The European markets rose for the first time in three days on Tuesday, as a report showed that German economic sentiment improved after the surprising economic recovery in the second quarter boosted investors' confidence.
The Mannheim-based ZEW Center for European Economic Research said its German economic sentiment indicator rose sharply to 56.1 in August, the highest since April 2006, from 39.5 in July, above the expected reading of 45.
The U.S. Commerce Department said in its report that housing starts fell 1.0% to an annual rate of 581,000 in July from the revised June estimate of 587,000. Economists had expected starts to rise to 598,000 from the 582,000 originally reported for the previous month.

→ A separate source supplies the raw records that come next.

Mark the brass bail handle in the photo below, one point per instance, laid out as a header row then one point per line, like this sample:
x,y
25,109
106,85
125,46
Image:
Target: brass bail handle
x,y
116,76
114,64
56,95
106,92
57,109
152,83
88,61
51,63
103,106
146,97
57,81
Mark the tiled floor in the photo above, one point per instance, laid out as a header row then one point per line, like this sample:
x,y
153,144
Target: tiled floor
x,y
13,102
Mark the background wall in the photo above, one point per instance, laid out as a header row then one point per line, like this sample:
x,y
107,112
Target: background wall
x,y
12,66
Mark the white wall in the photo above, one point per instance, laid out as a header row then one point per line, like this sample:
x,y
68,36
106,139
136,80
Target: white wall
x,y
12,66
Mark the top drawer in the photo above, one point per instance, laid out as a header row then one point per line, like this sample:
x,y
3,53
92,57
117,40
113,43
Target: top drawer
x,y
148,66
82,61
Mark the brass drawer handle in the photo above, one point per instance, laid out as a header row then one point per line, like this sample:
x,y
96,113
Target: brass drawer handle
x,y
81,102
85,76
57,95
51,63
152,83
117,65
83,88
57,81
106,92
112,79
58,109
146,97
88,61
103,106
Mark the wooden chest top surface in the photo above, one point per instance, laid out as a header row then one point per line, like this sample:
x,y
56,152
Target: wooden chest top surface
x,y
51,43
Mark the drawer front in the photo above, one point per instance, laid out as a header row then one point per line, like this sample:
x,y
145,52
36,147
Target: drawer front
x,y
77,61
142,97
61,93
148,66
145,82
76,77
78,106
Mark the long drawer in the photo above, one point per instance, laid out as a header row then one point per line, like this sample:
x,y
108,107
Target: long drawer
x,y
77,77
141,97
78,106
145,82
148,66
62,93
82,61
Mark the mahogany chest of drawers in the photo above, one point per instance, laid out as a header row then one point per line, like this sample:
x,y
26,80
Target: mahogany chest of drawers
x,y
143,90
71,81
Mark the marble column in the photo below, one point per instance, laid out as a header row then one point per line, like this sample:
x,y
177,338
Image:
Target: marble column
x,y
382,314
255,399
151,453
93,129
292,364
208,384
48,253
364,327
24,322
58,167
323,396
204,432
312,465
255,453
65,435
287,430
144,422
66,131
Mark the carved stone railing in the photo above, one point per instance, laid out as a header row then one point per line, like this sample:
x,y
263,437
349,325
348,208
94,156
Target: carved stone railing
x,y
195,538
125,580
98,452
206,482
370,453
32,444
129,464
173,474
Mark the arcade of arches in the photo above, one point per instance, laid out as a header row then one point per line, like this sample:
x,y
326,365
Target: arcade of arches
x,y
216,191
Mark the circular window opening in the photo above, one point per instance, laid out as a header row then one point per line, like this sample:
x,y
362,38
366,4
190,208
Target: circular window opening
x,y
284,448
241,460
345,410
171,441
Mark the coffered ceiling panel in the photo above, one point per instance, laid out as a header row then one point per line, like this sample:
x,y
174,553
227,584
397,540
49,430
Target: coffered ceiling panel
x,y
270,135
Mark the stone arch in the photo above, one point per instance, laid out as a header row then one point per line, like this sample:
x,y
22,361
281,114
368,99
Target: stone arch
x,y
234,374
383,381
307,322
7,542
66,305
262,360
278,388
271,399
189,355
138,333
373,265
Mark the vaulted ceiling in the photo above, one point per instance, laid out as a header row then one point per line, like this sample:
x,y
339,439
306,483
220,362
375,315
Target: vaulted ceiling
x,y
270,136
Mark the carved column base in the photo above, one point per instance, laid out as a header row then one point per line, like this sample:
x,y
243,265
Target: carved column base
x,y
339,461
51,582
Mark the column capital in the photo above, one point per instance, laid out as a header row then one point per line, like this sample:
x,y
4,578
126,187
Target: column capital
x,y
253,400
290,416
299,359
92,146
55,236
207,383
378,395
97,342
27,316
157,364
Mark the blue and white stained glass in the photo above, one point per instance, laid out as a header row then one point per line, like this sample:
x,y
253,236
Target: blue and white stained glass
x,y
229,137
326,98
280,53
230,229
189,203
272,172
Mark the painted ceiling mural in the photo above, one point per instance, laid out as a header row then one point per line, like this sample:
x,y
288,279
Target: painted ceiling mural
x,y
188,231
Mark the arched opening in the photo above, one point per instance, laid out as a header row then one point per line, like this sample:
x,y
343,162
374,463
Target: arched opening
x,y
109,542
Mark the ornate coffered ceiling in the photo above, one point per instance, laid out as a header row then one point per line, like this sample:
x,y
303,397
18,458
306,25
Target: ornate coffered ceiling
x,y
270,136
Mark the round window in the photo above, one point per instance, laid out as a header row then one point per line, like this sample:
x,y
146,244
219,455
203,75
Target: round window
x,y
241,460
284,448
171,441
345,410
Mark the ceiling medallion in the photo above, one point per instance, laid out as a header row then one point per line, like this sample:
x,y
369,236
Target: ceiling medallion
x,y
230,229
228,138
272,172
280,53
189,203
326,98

The U.S. Labor Department revealed that producer prices dropped 0.9% in July. This followed an advance of 1.8% in the previous month. Economists had expected the measure to slip 0.3%.
Core prices, which exclude the volatile food and energy sectors, ticked down 0.1% in July. Economists were looking for core prices to edge up by 0.1%.
Crude for September delivery rose $1.69 to $68.44 a barrel on the New York Mercantile Exchange, by the time the European markets closed.
The FTSEurofirst 300 index of pan-European blue chips closed 1.37% higher at 934.56 points, while the narrower DJ Stoxx 50 index rose 1.41% to 2,313.77 points.
Around Europe, the U.K.'s FTSE 100 index rose 0.88% to 4,685.78, while France's CAC 40 index surged up 0.91% to 3,450.69 and Germany's DAX index climbed 0.94% to 5,250.74.
Wienerberger, the world's biggest brickmaker, jumped 18% after the company extended factory closures and reduced output to lower costs.
Oil stocks gained after crude oil prices rebounded. BP, Europe's biggest oil company, rose 0.5%, while Total, the third biggest, climbed 1.4% and StatoilHydro, Norway's biggest oil company, surged up 1%.
Rio Tinto, the world's third biggest miner, rose 1.7% after the company agreed to sell its Alcan packaging unit to Australia's Amcor for about $2 billion.
HSBC, Europe's largest bank, gained 2.8% after Goldman Sachs upgraded the stock to buyfrom neutral.
Swedbank, Sweden's biggest lender, jumped 12.6% after Deutsche Bank upgraded the stock to hold from sell.